Episode 3 – “Kota”
After two episodes of raw, unadulterated summaries, My Hero Academia attempts for the third time to kick-start its mojo-motors. Can our heroes administer CPR to the sputtering body lying supine before them? Or will the artery-clogging intro-plaque seize the heart of this beloved series?
The show barrages viewers with yet another montage of Class 1A’s quirks (this time with humorous training regimens). Not content with devoting a quarter of the episode to protagonist quirk analysis, episode three dollops in Class 1B’s as well. MHA struggles to generate interest in its massive cast of characters but never lacks in shounen theatrics (sans plot).
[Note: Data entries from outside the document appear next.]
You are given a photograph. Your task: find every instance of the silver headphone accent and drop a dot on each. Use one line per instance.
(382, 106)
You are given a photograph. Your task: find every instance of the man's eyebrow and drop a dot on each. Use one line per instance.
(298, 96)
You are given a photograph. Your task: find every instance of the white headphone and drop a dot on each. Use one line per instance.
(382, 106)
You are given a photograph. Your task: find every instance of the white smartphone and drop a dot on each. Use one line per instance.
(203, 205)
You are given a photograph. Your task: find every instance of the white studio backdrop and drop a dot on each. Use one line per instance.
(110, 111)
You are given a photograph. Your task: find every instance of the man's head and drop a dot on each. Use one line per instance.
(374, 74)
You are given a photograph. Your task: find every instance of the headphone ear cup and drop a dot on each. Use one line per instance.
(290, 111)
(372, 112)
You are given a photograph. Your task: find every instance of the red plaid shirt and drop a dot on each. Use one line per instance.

After the heroes-in-training conclude their Pussycat Pep Rally, the gang engage in various humorous antics, including poop jokes, quirky blunders, and food fiascos. Kota crashes the party, sensing an overabundance of audience-pleasure. Chibi Tusk-head (AKA The Nutcracker) further establishes himself as the most hateable character in the anime multiverse. Perhaps a hero name like “Porcupine Boy” would suit the lad better, since any attempt to empathize with Kota leads to a proverbial quill headshot–a character arc sure to end in a cookie-cutter redemption sequence.
While few can dispute the appeal of Shounen Training Arcs (a convention older than Dragon Ball), MHA, so far, powers up its cast without setting them on a plot trajectory. Foreboding notions of impending villain encounters, a burgeoning conflict with Kota, and a parsing out of team dynamics dominate the show so far–all stalling for the main event.
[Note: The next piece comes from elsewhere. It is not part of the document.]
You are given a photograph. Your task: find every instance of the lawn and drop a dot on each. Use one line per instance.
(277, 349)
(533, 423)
The first three episodes spends egregious amounts of screen-time masquerading their hero showcases as character development. The writers kick the narrative can down the road as the show’s comedic chops take center stage. The series’ extended, One Piece-esque potential for longevity enables Bones to keep the show at a trotting pace.
Luckily, the Vanguard Action Squad saunters into the idyllic summer camp bliss to burn down forests and beat down the Pussycats. Enter Bane Girl, Doctor Gas Mask, The Insidious Surfer, Giga Gimp, a reptile, Jason in a Robe, and Botched Plastic Surgery Boy!
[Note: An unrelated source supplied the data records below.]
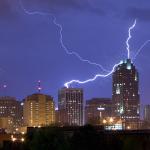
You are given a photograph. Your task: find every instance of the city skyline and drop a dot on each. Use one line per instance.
(26, 58)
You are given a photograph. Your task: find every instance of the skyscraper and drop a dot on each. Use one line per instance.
(147, 113)
(125, 96)
(70, 105)
(11, 110)
(97, 109)
(39, 110)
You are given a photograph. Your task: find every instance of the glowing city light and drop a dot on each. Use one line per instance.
(129, 37)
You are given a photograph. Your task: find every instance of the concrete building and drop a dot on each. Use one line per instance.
(70, 106)
(147, 113)
(97, 109)
(39, 110)
(11, 112)
(125, 96)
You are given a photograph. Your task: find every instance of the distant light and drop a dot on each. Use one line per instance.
(56, 108)
(100, 108)
(22, 104)
(4, 86)
(129, 66)
(22, 139)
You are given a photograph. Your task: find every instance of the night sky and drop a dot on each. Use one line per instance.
(96, 29)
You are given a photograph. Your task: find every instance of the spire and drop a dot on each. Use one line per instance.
(39, 86)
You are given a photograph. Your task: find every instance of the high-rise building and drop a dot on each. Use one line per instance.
(147, 113)
(125, 96)
(97, 109)
(39, 110)
(11, 111)
(70, 105)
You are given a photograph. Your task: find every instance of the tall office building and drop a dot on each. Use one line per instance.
(147, 113)
(125, 96)
(11, 112)
(70, 105)
(39, 110)
(97, 109)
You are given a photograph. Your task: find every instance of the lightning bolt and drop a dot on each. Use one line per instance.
(139, 50)
(92, 79)
(69, 52)
(113, 69)
(75, 53)
(129, 37)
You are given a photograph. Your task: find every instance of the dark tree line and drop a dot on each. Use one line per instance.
(84, 138)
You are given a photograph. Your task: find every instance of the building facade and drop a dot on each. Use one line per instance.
(11, 113)
(38, 110)
(97, 109)
(147, 113)
(70, 106)
(125, 94)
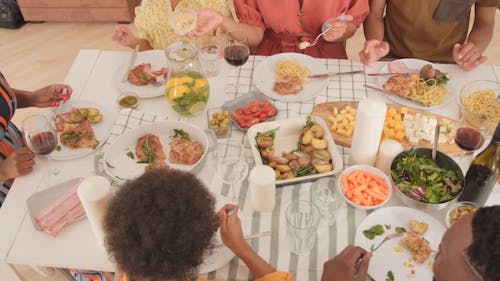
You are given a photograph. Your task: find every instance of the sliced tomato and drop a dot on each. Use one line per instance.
(271, 112)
“Kota’s” primary focus (Kota) drives season three closer to the brink of self-parody than ever before, yet the final few minutes tackle the teetering series back to safety. Regardless of its fumbled application, the episode’s initial feel-goodery provides a jarring juxtaposition to the villains’ invasion. Shrieking metal music, unnerving character designs, and violence aplenty dump a bucket of cold water on the slumbering narrative. Onward heroes! To battle (Kota, you can stay in your cave)!